Noël Valois écrivit dans l'Annuaire Bulletin de la société de l'Histoire de France - en 1886[7] puis en 1896[8] - des réquisitoires contre le privilège de Chalo-Saint-Mard. Tout en insistant sur les nombreuses confirmations effectuées par les différents rois de France, il décrit les différentes tentatives de François Ier et Henri IV notamment à l'encontre du privilège. Il le qualifie même de « mystification ».

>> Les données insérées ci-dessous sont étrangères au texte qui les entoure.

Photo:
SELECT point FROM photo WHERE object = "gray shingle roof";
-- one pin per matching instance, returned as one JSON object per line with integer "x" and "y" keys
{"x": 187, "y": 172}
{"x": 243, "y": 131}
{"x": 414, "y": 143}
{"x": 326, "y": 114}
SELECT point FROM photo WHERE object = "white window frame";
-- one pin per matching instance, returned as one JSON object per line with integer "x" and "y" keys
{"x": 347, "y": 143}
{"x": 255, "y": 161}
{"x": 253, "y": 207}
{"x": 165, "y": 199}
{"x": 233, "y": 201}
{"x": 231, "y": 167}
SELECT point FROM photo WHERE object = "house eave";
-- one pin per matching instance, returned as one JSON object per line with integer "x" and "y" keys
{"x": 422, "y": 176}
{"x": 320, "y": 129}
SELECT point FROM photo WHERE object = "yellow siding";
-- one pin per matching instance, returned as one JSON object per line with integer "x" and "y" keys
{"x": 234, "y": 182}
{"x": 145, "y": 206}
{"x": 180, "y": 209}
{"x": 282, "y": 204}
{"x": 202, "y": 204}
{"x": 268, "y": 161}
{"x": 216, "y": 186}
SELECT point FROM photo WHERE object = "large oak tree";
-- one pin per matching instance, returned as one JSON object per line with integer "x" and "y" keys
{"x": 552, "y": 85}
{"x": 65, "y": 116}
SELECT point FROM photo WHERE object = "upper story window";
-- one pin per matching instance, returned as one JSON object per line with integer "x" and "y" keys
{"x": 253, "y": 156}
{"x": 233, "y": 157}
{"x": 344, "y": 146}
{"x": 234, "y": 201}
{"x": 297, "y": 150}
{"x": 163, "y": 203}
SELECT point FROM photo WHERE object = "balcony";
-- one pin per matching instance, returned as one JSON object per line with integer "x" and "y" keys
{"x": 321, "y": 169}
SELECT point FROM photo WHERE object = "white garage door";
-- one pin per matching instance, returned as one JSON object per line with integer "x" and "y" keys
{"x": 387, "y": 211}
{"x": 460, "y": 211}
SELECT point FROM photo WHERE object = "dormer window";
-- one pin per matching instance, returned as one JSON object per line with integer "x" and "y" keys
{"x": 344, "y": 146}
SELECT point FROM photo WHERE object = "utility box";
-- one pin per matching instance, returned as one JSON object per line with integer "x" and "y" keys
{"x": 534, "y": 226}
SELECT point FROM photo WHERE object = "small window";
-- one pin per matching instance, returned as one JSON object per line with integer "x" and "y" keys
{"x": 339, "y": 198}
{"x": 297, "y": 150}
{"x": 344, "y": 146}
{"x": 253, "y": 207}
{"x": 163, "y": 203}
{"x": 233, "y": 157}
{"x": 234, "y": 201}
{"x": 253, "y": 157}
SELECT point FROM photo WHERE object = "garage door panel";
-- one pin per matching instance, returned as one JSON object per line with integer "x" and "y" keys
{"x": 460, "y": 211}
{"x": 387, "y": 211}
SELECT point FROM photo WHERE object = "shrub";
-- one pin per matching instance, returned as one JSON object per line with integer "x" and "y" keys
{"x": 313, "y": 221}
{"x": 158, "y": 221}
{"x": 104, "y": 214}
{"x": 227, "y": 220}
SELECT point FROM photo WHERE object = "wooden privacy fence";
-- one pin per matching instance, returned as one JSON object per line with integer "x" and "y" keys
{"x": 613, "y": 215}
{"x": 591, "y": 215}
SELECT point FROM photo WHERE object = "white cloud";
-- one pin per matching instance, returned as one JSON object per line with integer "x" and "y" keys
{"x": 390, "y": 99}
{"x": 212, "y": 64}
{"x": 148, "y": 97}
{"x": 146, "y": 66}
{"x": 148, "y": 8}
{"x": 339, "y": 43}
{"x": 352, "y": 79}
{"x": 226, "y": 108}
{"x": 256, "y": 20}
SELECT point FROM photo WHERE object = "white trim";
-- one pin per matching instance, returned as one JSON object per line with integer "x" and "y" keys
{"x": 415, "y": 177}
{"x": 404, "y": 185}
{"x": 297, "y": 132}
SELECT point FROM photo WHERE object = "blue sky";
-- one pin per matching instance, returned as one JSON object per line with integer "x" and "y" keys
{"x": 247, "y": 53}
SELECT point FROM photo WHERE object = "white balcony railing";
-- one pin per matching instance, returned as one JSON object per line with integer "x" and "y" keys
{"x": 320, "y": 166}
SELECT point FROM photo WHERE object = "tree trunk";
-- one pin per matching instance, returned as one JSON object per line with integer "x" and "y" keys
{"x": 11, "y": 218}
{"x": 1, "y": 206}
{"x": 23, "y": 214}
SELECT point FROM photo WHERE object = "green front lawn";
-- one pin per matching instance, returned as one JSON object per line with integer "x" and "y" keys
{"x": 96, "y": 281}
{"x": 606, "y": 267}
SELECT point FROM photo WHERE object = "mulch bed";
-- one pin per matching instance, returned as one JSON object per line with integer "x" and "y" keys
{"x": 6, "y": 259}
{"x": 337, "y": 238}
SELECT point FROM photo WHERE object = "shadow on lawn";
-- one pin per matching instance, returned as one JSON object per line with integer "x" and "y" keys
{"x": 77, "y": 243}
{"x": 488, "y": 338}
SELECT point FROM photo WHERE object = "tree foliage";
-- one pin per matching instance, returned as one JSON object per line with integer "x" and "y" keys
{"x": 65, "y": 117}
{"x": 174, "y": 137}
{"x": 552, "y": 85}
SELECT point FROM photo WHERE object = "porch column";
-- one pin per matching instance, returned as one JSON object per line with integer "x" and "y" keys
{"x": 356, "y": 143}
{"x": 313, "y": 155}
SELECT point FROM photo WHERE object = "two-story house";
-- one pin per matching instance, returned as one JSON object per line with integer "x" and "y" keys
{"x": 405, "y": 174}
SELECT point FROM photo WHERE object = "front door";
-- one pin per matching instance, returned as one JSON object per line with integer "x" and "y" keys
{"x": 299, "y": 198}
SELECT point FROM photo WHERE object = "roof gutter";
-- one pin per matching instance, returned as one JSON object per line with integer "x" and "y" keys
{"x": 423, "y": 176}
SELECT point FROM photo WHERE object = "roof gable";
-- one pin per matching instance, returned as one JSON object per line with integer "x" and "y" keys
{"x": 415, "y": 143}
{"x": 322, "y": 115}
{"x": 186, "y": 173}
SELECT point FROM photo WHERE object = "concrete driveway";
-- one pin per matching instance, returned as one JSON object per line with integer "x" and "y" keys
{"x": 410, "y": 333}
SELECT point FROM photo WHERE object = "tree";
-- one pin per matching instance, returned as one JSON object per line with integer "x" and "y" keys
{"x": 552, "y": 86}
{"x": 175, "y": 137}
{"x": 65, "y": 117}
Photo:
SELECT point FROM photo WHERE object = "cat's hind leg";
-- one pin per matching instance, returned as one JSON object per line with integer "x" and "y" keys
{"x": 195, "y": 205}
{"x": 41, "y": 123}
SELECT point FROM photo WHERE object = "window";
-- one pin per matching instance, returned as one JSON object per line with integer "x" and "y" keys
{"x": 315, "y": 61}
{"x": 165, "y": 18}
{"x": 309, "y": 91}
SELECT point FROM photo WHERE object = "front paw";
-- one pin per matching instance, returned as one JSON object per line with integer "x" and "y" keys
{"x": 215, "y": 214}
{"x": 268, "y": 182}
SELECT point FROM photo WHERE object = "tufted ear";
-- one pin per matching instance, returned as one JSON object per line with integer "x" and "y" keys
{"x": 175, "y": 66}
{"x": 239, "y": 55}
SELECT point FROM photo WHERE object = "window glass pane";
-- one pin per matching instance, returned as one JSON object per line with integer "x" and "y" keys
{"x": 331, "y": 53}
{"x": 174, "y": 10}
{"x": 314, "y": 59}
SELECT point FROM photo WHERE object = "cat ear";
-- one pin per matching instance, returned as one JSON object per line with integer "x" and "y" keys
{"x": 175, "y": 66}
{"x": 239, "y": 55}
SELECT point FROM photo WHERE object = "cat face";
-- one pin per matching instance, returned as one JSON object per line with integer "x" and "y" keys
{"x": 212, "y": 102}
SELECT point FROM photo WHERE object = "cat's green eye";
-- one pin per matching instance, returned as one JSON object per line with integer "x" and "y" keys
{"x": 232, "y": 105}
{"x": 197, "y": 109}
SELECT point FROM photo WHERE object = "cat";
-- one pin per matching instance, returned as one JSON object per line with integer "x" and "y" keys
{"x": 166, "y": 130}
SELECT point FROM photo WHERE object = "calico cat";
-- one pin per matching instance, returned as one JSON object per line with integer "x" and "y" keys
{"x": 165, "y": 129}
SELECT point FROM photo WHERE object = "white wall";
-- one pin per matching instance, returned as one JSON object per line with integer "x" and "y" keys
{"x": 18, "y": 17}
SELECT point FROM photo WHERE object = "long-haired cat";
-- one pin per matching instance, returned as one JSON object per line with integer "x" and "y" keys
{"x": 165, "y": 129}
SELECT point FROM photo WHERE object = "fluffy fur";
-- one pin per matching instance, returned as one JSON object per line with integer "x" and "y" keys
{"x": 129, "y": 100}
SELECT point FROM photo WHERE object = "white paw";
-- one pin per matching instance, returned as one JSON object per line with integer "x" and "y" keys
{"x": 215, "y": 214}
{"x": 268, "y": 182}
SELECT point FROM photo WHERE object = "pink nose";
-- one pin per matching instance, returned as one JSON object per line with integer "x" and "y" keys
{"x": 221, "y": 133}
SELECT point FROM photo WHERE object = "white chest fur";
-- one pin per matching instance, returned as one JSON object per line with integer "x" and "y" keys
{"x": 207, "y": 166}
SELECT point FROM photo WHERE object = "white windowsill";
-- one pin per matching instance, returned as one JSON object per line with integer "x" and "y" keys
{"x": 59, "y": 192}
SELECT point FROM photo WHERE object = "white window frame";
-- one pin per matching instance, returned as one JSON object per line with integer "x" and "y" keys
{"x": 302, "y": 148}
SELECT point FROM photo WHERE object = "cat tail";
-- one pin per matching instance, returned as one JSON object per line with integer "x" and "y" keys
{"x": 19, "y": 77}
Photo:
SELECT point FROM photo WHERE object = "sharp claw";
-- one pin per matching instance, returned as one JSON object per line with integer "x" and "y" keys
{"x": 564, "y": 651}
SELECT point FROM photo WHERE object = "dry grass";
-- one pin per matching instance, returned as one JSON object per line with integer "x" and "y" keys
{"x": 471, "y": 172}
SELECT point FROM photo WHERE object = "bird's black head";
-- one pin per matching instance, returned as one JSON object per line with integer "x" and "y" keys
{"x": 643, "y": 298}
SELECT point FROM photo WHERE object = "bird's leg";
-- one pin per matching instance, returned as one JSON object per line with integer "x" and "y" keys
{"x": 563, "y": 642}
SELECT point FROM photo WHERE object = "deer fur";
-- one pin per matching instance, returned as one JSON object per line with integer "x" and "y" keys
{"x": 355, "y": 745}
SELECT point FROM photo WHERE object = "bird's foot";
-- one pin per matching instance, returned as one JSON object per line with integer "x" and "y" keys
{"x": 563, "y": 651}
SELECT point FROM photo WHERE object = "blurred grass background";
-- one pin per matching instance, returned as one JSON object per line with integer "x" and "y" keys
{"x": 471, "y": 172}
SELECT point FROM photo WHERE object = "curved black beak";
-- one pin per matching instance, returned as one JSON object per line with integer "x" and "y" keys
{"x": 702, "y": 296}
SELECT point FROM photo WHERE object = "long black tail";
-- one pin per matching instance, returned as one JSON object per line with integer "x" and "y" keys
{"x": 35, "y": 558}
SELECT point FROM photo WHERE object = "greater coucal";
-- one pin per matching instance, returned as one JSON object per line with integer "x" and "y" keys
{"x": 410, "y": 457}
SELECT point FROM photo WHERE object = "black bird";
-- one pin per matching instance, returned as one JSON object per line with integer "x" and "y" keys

Malgré les doutes soulevés par les historiens sur l'existence des privilèges prétendument accordés par cette charte de Philippe Ier, les prétendus descendants d'Eudes le Maire ont bénéficié pendant plus de plus d'un siècle d'avantages importants. Il s'agit surtout de l'exonération de la plupart des droits et des impôts, tant par terre que par eau. La liste des exemptions fiscales est décrite par le prieur de Mondoville (Bibliothèque Nationale, manuscrits français 24, 126) : les péages, barrages, ports, passages, placeages, entrée du vin, huitième, douzième, vingtième, taille, taillon, fortifications, criées, emprunts travers, coutumes, boues, chandelles, gardes, droits d'entrée, gabelles, tous autres droits, charges de tutelle, curatelle, commissions et autres charges et servitudes quelconques. Une condition accessoire au privilège astreint les descendants d'Eudes à la défense d'Étampes par ses bastions Ouest, pendant au moins trois siècles (François Guizot - extrait de Cour d'Histoire moderne T.VI : "... Le roi ordonne en outre, à ses serviteurs d’Étampes, de garder la chambre de Challou, vu que les gens de Challou doivent faire la garde à Étampes, et, que leur chambre y étant établies, ils y feront meilleur garde..."[6]).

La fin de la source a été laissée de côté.